Com essa medida, mulheres que enfrentarem ameaças ou perseguições em qualquer contexto poderão solicitar medidas protetivas urgentes. Dentre essas medidas estão o afastamento do agressor do local frequentado pela vítima e a restrição de armas.
O STF também afirmou que qualquer juiz pode conceder proteção de imediato se houver risco à integridade da mulher, mesmo que não pertença a vara especializada. A decisão busca garantir segurança mesmo antes do envio do caso a autoridades competentes.
A abrangência inclui vítimas de violência política de gênero, com decisões previstas para análise pela Justiça Eleitoral. Delegados e policiais também podem conceder medidas urgentes para a proteção.

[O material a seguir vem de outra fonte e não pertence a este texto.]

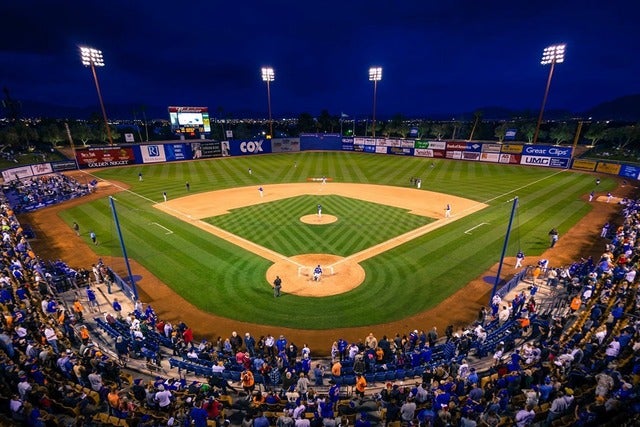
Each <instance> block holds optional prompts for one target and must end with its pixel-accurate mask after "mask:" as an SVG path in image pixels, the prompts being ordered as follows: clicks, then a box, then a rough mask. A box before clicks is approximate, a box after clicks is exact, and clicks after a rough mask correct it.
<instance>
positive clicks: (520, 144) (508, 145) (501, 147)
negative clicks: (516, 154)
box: [500, 144, 524, 154]
mask: <svg viewBox="0 0 640 427" xmlns="http://www.w3.org/2000/svg"><path fill="white" fill-rule="evenodd" d="M523 148H524V145H522V144H502V147H501V149H500V152H501V153H510V154H520V153H522V149H523Z"/></svg>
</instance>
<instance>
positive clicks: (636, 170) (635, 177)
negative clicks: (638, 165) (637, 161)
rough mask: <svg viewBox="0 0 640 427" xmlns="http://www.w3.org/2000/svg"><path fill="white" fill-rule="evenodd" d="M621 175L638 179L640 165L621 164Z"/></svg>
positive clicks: (639, 174)
mask: <svg viewBox="0 0 640 427" xmlns="http://www.w3.org/2000/svg"><path fill="white" fill-rule="evenodd" d="M620 176H623V177H625V178H631V179H638V177H640V166H635V165H621V168H620Z"/></svg>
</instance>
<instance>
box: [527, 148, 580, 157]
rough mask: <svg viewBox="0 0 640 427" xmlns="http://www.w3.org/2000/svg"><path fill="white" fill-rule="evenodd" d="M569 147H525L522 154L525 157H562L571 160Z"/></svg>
mask: <svg viewBox="0 0 640 427" xmlns="http://www.w3.org/2000/svg"><path fill="white" fill-rule="evenodd" d="M571 151H572V149H571V147H556V146H553V145H525V146H524V149H523V150H522V154H523V155H525V156H542V157H562V158H565V159H570V158H571Z"/></svg>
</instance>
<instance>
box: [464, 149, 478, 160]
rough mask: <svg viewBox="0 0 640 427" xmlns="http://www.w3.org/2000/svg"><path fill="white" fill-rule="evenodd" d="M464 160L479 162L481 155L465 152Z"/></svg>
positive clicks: (470, 152) (465, 151) (469, 152)
mask: <svg viewBox="0 0 640 427" xmlns="http://www.w3.org/2000/svg"><path fill="white" fill-rule="evenodd" d="M462 160H473V161H476V162H477V161H478V160H480V153H474V152H468V151H463V152H462Z"/></svg>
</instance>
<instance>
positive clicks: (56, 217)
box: [19, 183, 636, 356]
mask: <svg viewBox="0 0 640 427" xmlns="http://www.w3.org/2000/svg"><path fill="white" fill-rule="evenodd" d="M123 188H126V186H125V185H123V184H121V183H100V185H99V186H98V189H97V191H96V192H95V193H94V194H92V195H90V196H87V197H83V198H81V199H74V200H71V201H69V202H66V203H63V204H61V205H57V206H52V207H49V208H46V209H42V210H40V211H37V212H34V213H31V214H25V215H19V219H20V221H21V223H23V224H29V225H30V226H31V227H32V228H33V229H34V230H35V231H36V233H37V236H38V238H37V239H35V240H33V241H30V243H31V245H32V247H33V248H34V250H35V252H36V253H37V254H38V256H39V257H40V258H42V259H49V260H56V259H62V260H64V261H65V262H67V263H68V264H69V265H70V266H72V267H76V268H79V267H84V268H88V267H90V266H91V265H92V264H94V263H95V262H96V261H97V259H98V255H96V254H95V253H94V252H93V248H92V247H91V246H90V245H87V244H86V243H85V242H84V240H81V239H79V238H78V237H77V236H76V235H75V233H74V231H73V230H72V229H71V228H70V227H69V226H67V225H66V224H65V223H64V221H62V219H61V218H60V217H59V215H58V213H59V212H60V211H61V210H64V209H68V208H69V207H71V206H74V205H78V204H83V203H86V202H88V201H90V200H94V199H98V198H102V197H105V196H108V195H110V194H115V193H117V192H119V191H122V189H123ZM635 189H636V188H635V187H631V186H621V187H618V188H617V189H616V190H615V191H614V192H613V193H614V194H615V195H616V196H619V197H630V196H632V195H633V193H634V191H635ZM265 190H267V189H265ZM390 191H393V192H396V191H397V188H395V187H391V188H390ZM254 193H255V191H254ZM266 194H267V191H265V195H266ZM256 196H257V195H256V194H253V197H254V198H255V197H256ZM376 196H381V195H379V194H376ZM443 196H446V200H444V201H443V200H440V201H437V202H435V201H434V204H433V206H432V207H430V208H429V209H432V210H433V211H434V212H436V213H435V215H434V217H441V216H442V214H443V206H444V203H451V199H452V197H451V196H448V195H443ZM587 197H588V196H587V195H586V194H585V195H584V198H585V200H586V199H587ZM376 200H378V202H380V203H385V202H384V201H380V198H379V197H377V198H376ZM463 200H464V199H463ZM388 204H391V203H388ZM592 204H593V209H592V211H591V212H590V213H589V214H587V215H586V216H585V217H584V218H582V219H581V220H580V221H579V223H578V224H576V226H575V227H573V228H572V229H571V230H569V231H568V232H567V233H565V234H564V235H563V236H561V237H560V240H559V241H558V243H557V244H556V246H555V247H554V248H552V249H548V250H547V251H545V252H544V253H543V254H542V255H541V256H540V257H539V258H546V259H549V260H550V261H551V264H552V265H565V264H568V263H570V262H573V261H574V260H576V259H578V258H580V257H586V256H593V257H594V258H598V257H599V256H600V255H601V253H602V252H603V251H604V246H605V244H606V240H604V239H601V238H600V237H596V236H598V235H599V233H598V231H599V229H600V227H601V226H602V224H604V223H605V222H607V221H610V220H612V219H613V218H614V217H616V216H617V215H618V212H619V210H620V207H619V205H618V204H617V203H605V202H603V201H602V199H601V198H598V199H596V201H595V202H592ZM453 205H454V214H455V213H456V202H453ZM436 222H437V221H436ZM547 231H548V230H540V233H541V234H542V235H544V236H545V238H546V233H547ZM102 258H103V260H104V261H105V263H106V264H107V265H122V264H123V263H122V262H121V260H118V259H115V258H111V257H105V256H103V257H102ZM355 261H357V260H355ZM536 261H537V258H534V257H530V256H528V257H527V258H526V262H525V264H534V263H535V262H536ZM314 262H315V261H314ZM328 262H333V261H332V260H329V261H328ZM305 263H307V261H305ZM514 264H515V260H514V259H513V258H507V259H506V263H505V266H504V267H503V274H505V275H508V274H511V273H513V272H515V271H514V269H513V266H514ZM131 267H132V269H133V271H134V272H135V273H136V275H138V276H140V277H141V279H140V280H139V282H138V289H139V292H140V298H141V300H142V301H143V302H145V303H150V304H152V305H153V308H154V309H155V311H156V313H157V314H158V316H159V317H160V318H162V319H165V320H168V321H171V322H172V323H175V322H179V321H184V322H185V323H186V324H188V325H190V326H191V327H192V329H193V330H194V334H195V336H196V337H198V338H207V339H209V340H211V339H216V338H217V337H218V336H222V337H223V338H226V337H229V336H230V335H231V332H232V331H237V332H238V333H241V334H243V333H244V332H250V333H251V334H252V335H254V336H256V337H259V336H261V335H266V334H267V333H270V334H273V335H280V334H283V335H285V336H286V337H287V338H288V339H289V340H290V341H293V342H295V343H297V344H302V343H306V344H308V345H309V347H310V348H311V349H312V350H313V354H315V355H318V356H322V355H327V354H328V353H329V350H330V347H331V343H332V342H333V341H335V340H336V339H337V338H340V337H342V338H344V339H346V340H348V341H353V342H357V341H359V340H361V339H364V337H366V336H367V335H368V334H369V332H373V333H374V335H376V336H377V337H378V338H380V337H382V335H387V336H389V337H392V336H395V334H396V333H400V334H401V335H402V334H404V333H406V332H407V331H409V330H413V329H418V330H421V329H424V330H428V329H430V328H432V327H433V326H436V327H437V328H438V330H439V331H444V328H445V327H446V326H447V325H449V324H452V325H454V327H455V328H459V327H464V326H466V325H468V324H469V323H471V322H472V321H473V320H474V319H475V318H476V316H477V313H478V311H479V309H480V308H481V307H482V306H483V305H485V304H486V303H487V301H488V298H489V295H490V293H491V286H490V285H489V284H488V283H487V282H486V281H485V280H484V278H485V277H487V276H495V275H496V272H497V264H496V265H494V266H492V268H491V269H489V270H488V271H486V272H485V273H483V274H482V275H481V276H480V277H478V278H477V279H475V280H473V281H472V282H470V283H469V284H467V286H465V287H464V288H462V289H461V290H459V291H458V292H456V293H455V294H453V295H452V296H450V297H449V298H447V299H446V300H444V301H443V302H442V303H440V304H439V305H438V306H437V307H435V308H433V309H431V310H427V311H424V312H422V313H419V314H417V315H415V316H411V317H407V318H405V319H402V320H399V321H396V322H390V323H386V324H380V325H372V326H366V327H357V328H340V329H331V330H301V329H293V328H283V327H274V326H265V325H260V324H253V323H246V322H240V321H236V320H231V319H227V318H223V317H219V316H216V315H214V314H211V313H207V312H203V311H201V310H198V309H197V308H195V307H194V306H193V305H192V304H190V303H189V302H187V301H186V300H184V299H183V298H182V297H181V296H180V295H178V294H176V293H175V292H174V291H173V290H172V289H170V288H169V287H168V286H166V285H165V284H164V283H162V282H161V281H159V280H158V279H157V278H156V277H154V276H153V275H152V274H151V273H150V272H149V271H147V270H146V269H145V268H144V267H142V266H141V265H140V264H138V263H137V262H136V261H135V260H131ZM269 271H271V269H270V270H269ZM119 273H124V272H119ZM270 274H273V276H274V277H275V274H276V273H274V272H271V273H267V275H270ZM362 274H363V275H364V272H363V273H362ZM354 280H355V279H354ZM307 287H308V285H307ZM283 291H286V288H283Z"/></svg>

O caso julgado trata de uma mulher em Minas Gerais ameaçada por um vizinho. Ela não obteve proteção anteriormente por falta de laços íntimos com o agressor. A decisão do STF busca corrigir essa abordagem.
O MPF ressaltou que a violência de gênero transcende o ambiente familiar e se manifesta em diversas interações sociais. Seguindo a Convenção de Belém do Pará, o Brasil se compromete a adotar medidas contra a violência baseada no gênero, considerada uma violação aos direitos humanos.
Dados alarmantes mostram 3.442 homicídios de mulheres em 2024, reforçando a urgência de ampliação das proteções. O Atlas da Violência 2026 também reporta mais de 293 mil agressões não letais no mesmo período.